Raysa White Más ©

En medio de mis ejercicios forzados, encuentro un espacio para practicar, aunque con ciertas reticencias, la contemplación de las estaciones del año. El tiempo nos obsequia con primaveras rebosantes de vida y otoños melancólicos; nos brinda veranos ardientes y gélidos inviernos. Sin embargo, el Señor Tiempo es un maestro impredecible. Justo cuando nos atrevemos a creer que tenemos el control, que hemos asegurado cada paso, el estruendo de un trueno rompe la armonía y, sin previo aviso, nos desgarra. Nos reduce a pedazos. Y en ese estado maltrecho, mientras la sangre tiñe nuestros labios, luchamos por levantar el alma y el cuerpo herido.

La historia misma se teje con los hilos de sucesos inesperados, giros inusuales que parecen no tener conexión alguna, pero sí.

Mis herramientas más preciadas, el martillo y el yunque, fueron arrebatadas por la garra de una deuda que no pude pagar. Ante lo incierto del porvenir, había decidido, previsoramente, ponerlas en venta. En mi mente, compartir era equivalente a empobrecerme. Finalmente, los perdí.

Fue meses después, que el destino me sonrió y permitió recuperarlas. Un comprador que había visto mi anuncio se cruzó en el camino. Le narré la historia de mi pérdida y, en vez de venderle mis preciadas posesiones, le hice una propuesta audaz: unir nuestras fuerzas. Sorpresivamente, aceptó con entusiasmo, e hicimos un trato.

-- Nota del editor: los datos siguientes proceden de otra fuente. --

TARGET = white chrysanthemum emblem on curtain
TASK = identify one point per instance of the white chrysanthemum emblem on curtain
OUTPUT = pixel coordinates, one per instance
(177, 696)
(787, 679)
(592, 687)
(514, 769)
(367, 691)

Ahora, mis herramientas residen en su taller, donde ambos las utilizamos. Y aunque continúo enfrentando aprietos financieros, he logrado mantener al corriente las cuentas. Todo ha resultado mejor de lo esperado. No es lo mismo resbalar con el fango a la orilla de un pantano, que ir saliendo del lodo con la ayuda de un guardabosque, emergiendo del lodo hacia la luz.

Él también ha dado gracias a Dios por mi caída, pues dice, entre serio y en broma: ¿Quién puede asegurar que, de no haber ocurrido ese desplome, podría haber sido siempre un pobre leñador?